Caudebec x Lulu=(Caudebec Candy),locally bred and if you like spots this is it.


----------



## JeanLux (Feb 16, 2011)

Yeah, that's color, and spots!!! Jean


----------



## Shiva (Feb 16, 2011)

Very colourful! Thanks!


----------



## Yoyo_Jo (Feb 16, 2011)

Fantastic!! :drool: I bought Caudebec x Lulu 'Spots' from H & R in September; now I can hardly wait until it blooms!!!


----------



## Yoyo_Jo (Feb 16, 2011)

OrchidWiz shows the spelling as Caudabec Candy.
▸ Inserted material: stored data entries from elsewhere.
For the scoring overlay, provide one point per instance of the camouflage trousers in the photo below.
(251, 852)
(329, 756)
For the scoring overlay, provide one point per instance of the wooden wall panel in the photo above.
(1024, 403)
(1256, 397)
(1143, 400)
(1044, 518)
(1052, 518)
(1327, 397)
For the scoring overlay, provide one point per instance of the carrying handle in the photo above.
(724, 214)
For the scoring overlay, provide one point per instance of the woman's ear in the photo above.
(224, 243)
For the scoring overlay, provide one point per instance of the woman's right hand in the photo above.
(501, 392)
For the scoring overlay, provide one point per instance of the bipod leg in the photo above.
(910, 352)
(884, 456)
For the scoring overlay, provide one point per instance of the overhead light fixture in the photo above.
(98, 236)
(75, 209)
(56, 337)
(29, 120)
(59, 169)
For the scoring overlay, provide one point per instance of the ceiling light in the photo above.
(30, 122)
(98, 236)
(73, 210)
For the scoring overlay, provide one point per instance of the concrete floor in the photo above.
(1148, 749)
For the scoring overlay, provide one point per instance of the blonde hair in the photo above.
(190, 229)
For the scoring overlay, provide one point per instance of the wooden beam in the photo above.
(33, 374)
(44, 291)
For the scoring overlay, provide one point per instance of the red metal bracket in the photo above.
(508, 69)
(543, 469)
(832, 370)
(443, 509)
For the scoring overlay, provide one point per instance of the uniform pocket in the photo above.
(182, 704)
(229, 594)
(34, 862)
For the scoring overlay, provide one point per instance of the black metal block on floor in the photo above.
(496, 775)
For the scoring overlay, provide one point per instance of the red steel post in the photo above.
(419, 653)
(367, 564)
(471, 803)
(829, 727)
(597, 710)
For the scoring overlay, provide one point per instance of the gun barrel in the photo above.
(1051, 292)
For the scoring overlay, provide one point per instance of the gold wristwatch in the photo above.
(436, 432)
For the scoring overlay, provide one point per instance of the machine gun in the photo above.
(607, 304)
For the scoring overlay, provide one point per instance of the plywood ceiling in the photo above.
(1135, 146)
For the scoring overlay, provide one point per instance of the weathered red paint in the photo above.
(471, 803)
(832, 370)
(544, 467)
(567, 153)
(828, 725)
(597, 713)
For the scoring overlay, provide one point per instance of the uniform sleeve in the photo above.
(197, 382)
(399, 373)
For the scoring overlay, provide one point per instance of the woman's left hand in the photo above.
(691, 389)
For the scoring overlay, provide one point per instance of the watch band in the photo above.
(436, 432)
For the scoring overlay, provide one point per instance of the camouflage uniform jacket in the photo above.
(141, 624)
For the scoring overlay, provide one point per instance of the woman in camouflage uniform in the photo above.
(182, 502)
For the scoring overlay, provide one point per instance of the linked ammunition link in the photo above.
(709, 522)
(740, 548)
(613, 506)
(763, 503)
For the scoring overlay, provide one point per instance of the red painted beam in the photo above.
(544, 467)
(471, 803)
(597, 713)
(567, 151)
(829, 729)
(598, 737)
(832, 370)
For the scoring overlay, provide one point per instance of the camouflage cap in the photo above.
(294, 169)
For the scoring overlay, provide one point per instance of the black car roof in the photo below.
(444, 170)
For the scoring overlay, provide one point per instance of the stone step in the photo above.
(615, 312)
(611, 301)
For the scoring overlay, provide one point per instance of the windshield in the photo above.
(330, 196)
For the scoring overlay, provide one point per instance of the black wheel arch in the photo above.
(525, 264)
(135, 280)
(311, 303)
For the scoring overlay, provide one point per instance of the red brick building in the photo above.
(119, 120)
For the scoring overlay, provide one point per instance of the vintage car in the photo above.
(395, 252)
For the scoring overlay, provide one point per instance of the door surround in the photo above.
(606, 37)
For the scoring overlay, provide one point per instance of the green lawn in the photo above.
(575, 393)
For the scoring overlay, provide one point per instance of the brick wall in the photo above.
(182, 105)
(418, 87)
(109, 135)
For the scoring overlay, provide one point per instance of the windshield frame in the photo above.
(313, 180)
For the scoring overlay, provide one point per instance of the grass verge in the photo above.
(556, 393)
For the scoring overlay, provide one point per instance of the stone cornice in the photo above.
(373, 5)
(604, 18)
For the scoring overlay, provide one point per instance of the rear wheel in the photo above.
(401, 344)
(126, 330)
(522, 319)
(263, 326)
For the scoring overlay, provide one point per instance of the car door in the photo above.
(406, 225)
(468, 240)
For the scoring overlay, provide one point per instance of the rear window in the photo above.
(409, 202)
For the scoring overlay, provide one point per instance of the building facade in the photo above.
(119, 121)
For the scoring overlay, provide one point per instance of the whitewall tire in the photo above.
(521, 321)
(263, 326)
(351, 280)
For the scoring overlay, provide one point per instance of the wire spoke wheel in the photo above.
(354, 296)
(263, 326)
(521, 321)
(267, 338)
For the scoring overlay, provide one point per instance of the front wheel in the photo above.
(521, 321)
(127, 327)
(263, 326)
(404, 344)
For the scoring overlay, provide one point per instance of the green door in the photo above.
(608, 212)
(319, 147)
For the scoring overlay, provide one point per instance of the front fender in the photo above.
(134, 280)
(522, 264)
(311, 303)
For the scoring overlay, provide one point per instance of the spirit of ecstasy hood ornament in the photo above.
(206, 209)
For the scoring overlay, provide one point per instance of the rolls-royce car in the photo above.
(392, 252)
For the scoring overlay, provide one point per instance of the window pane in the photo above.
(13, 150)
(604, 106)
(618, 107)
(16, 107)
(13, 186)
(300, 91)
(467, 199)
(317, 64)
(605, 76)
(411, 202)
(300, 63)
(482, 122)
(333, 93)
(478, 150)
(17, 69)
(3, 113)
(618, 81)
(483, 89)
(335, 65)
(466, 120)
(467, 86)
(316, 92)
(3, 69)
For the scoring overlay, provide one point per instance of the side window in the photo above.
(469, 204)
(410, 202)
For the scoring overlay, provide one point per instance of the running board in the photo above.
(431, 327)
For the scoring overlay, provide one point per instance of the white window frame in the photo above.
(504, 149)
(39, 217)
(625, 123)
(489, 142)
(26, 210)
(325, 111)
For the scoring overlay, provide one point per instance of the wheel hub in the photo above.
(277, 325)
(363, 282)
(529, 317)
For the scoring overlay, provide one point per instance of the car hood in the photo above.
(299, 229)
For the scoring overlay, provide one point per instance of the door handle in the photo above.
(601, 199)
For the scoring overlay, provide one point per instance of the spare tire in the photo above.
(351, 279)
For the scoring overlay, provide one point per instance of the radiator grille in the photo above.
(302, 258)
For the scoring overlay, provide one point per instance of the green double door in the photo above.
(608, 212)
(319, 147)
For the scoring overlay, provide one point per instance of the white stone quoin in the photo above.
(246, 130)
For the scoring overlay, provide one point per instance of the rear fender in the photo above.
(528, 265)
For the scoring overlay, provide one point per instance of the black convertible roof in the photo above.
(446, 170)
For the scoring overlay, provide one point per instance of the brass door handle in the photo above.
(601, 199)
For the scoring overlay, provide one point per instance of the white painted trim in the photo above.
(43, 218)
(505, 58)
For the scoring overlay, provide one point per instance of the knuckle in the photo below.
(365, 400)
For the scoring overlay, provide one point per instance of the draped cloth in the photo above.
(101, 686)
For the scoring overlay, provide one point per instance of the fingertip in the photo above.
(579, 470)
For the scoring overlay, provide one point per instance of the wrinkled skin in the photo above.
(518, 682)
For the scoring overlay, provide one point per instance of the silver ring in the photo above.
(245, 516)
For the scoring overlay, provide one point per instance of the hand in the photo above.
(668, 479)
Do you think it's a typo?


----------



## W. Beetus (Feb 16, 2011)

Great spots!


----------



## SlipperFan (Feb 16, 2011)

Amazing spots!


----------



## etex (Feb 17, 2011)

Wonderful bloom- I adore spotted catts! Thanks for showing us!!


----------



## Brian Monk (Feb 17, 2011)

That is a fantastic flower. Worthy of an award. Seriously, very nice.


----------



## goldenrose (Feb 18, 2011)

I love spots!!! :smitten::smitten:


----------



## Bolero (Feb 18, 2011)

Gorgeous blooming! I want one!


----------



## Rosella (Feb 22, 2011)

Bolero said:


> Gorgeous blooming! I want one!



Hi Bolero, like this one.


----------



## jimspaphs (Feb 25, 2011)

check with Robinsons orchids,I put Caudebec `Carmela` on Caudabec Candy`Jims` and John will have plants ready soon.




Bolero said:


> Gorgeous blooming! I want one!


----------



## Bolero (Feb 27, 2011)

Thanks guys, that one is great Alan. I know now two places I can get it!

;-)


----------